Huelva was elected for its harbour and its strategic location on the banks of the Atlantic Ocean output for mineral transport.
At the dawn of the 19th Century, a milestone was reached when Huelva was appointed capital of the province, followed by the revitalization of the mining by foreign capital. It was also decided that the most profitable way to transport ore was by sea, and Huelva was elected for its harbour and its strategic location on the banks of the Atlantic Ocean. Afterwards, the big Companies of Rio Tinto and Tharsis built railways and wharves within the same service zone of the Port of Huelva.p>
In this context, in December of 1873, a group of influential people of the onubense province contributed with their determination to the birth of the Special Board of Trade and Port of Huelva, the present-day Port of Huelva Authority. In this way, the administrative development of the institution started to grow slowly: Regulations for its governing, the expense budget, the works plan, the setting-up of the definitive Board, etc. Together with this evolution there was a big effort on the part of the engineers to channel and dredge the river in order to make possible the manoeuvring of those big vessels that were being launched using the new technology. The first director of the Port of Huelva, Carlos Mª Cortés, was appointed by the King in 1876, and afterwards, in 1880, the first general project of the Port was approved, which gradually erected its first infrastructure, and in 1888 the South Wharf was inaugurated.

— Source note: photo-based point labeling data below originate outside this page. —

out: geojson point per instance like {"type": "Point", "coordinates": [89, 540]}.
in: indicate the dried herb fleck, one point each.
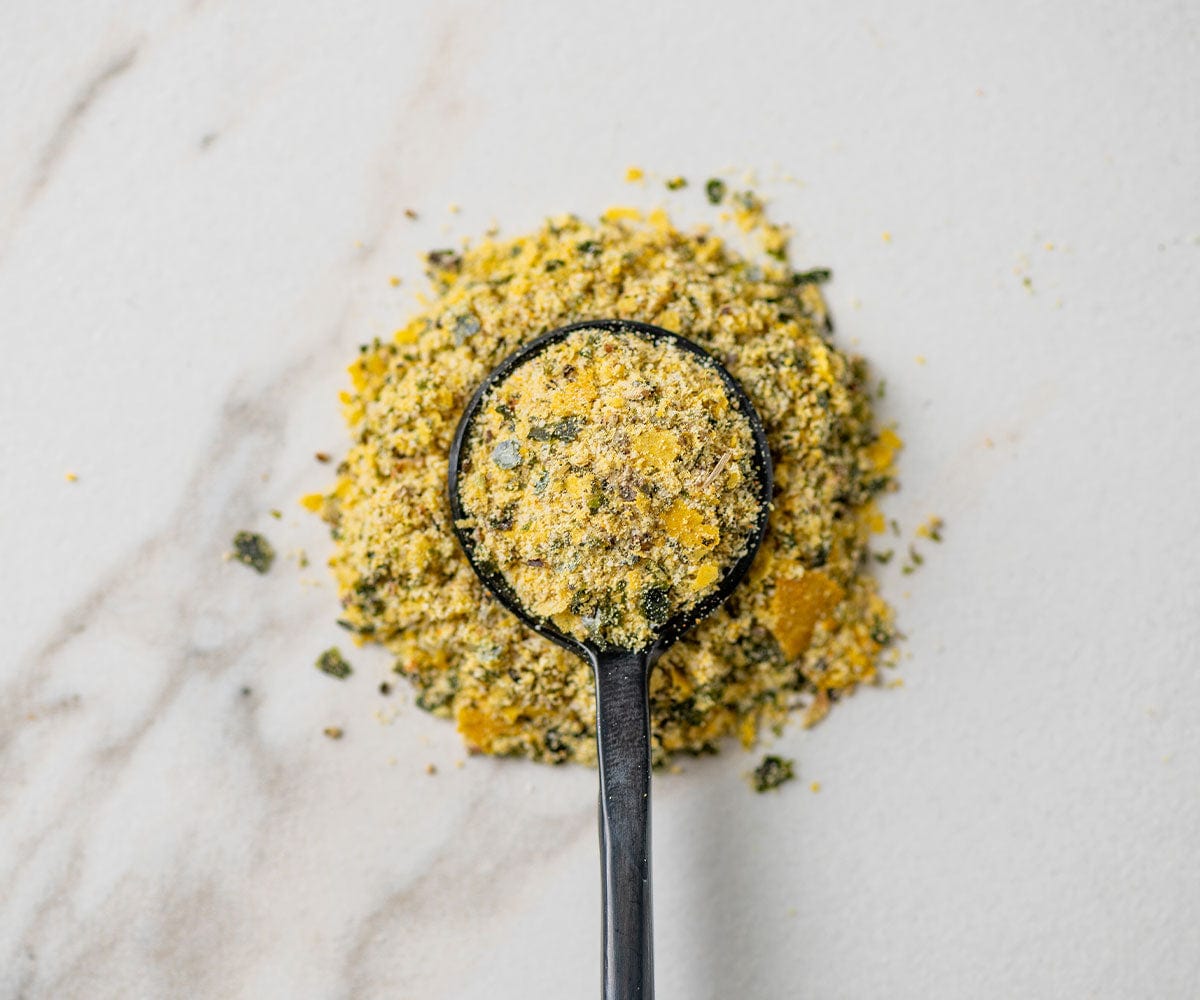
{"type": "Point", "coordinates": [333, 663]}
{"type": "Point", "coordinates": [815, 276]}
{"type": "Point", "coordinates": [773, 772]}
{"type": "Point", "coordinates": [253, 550]}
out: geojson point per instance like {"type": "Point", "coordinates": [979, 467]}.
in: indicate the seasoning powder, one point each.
{"type": "Point", "coordinates": [611, 481]}
{"type": "Point", "coordinates": [805, 624]}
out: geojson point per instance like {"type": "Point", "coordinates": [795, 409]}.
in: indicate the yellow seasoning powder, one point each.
{"type": "Point", "coordinates": [611, 481]}
{"type": "Point", "coordinates": [807, 623]}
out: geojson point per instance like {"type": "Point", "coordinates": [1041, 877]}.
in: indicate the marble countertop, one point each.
{"type": "Point", "coordinates": [201, 209]}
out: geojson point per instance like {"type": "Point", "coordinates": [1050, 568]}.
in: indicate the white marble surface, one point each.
{"type": "Point", "coordinates": [201, 205]}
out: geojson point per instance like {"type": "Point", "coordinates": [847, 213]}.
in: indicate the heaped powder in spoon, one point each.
{"type": "Point", "coordinates": [611, 481]}
{"type": "Point", "coordinates": [804, 626]}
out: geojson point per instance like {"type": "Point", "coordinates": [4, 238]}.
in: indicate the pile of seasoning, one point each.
{"type": "Point", "coordinates": [611, 481]}
{"type": "Point", "coordinates": [805, 626]}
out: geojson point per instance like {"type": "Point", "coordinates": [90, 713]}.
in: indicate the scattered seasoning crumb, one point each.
{"type": "Point", "coordinates": [773, 772]}
{"type": "Point", "coordinates": [333, 663]}
{"type": "Point", "coordinates": [815, 276]}
{"type": "Point", "coordinates": [803, 626]}
{"type": "Point", "coordinates": [931, 530]}
{"type": "Point", "coordinates": [253, 550]}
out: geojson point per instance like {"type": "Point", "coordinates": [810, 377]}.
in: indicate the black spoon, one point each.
{"type": "Point", "coordinates": [622, 680]}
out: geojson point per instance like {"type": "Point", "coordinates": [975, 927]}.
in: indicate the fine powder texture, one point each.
{"type": "Point", "coordinates": [611, 481]}
{"type": "Point", "coordinates": [807, 623]}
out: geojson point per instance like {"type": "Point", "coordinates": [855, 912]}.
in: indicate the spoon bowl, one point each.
{"type": "Point", "coordinates": [622, 675]}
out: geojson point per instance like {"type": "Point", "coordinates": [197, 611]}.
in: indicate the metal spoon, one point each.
{"type": "Point", "coordinates": [622, 680]}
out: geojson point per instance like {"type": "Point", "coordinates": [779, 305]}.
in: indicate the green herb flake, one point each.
{"type": "Point", "coordinates": [507, 454]}
{"type": "Point", "coordinates": [444, 261]}
{"type": "Point", "coordinates": [815, 276]}
{"type": "Point", "coordinates": [773, 772]}
{"type": "Point", "coordinates": [465, 328]}
{"type": "Point", "coordinates": [655, 603]}
{"type": "Point", "coordinates": [253, 550]}
{"type": "Point", "coordinates": [333, 663]}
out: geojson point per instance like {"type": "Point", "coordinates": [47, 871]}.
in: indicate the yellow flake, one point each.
{"type": "Point", "coordinates": [617, 213]}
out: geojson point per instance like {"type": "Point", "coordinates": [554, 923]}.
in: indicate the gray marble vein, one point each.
{"type": "Point", "coordinates": [203, 205]}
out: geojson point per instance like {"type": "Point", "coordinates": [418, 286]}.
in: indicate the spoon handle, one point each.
{"type": "Point", "coordinates": [623, 738]}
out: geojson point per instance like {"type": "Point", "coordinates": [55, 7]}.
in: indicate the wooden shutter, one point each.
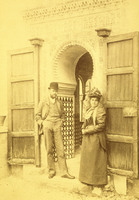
{"type": "Point", "coordinates": [122, 103]}
{"type": "Point", "coordinates": [22, 101]}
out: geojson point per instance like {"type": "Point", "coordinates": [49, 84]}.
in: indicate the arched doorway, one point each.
{"type": "Point", "coordinates": [83, 73]}
{"type": "Point", "coordinates": [73, 68]}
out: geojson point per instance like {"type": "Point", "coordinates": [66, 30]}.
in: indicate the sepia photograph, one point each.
{"type": "Point", "coordinates": [69, 100]}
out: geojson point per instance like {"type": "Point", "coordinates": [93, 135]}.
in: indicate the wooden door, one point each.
{"type": "Point", "coordinates": [122, 103]}
{"type": "Point", "coordinates": [22, 101]}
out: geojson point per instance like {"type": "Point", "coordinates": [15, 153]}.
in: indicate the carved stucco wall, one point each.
{"type": "Point", "coordinates": [74, 23]}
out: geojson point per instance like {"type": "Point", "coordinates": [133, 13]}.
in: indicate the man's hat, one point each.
{"type": "Point", "coordinates": [53, 85]}
{"type": "Point", "coordinates": [95, 93]}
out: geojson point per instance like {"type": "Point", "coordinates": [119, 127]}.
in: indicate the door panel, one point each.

As for fishing, the Port of Huelva started to grow at the end of the 19th Century coinciding with the acquisition of the first pair of "English steamships" by the onubenses ship-owners, and as a consequence of the increasing catches, a new fish sale market was built in 1893 at the Dike site. This marketplace kept on operating until 1970 when it was moved to the north area of the Levante wharf. Actually, the modernization of the Huelva fishing fleet was closely bound to Guillermo Sundheim, a notable businessman of German origin settled in Huelva.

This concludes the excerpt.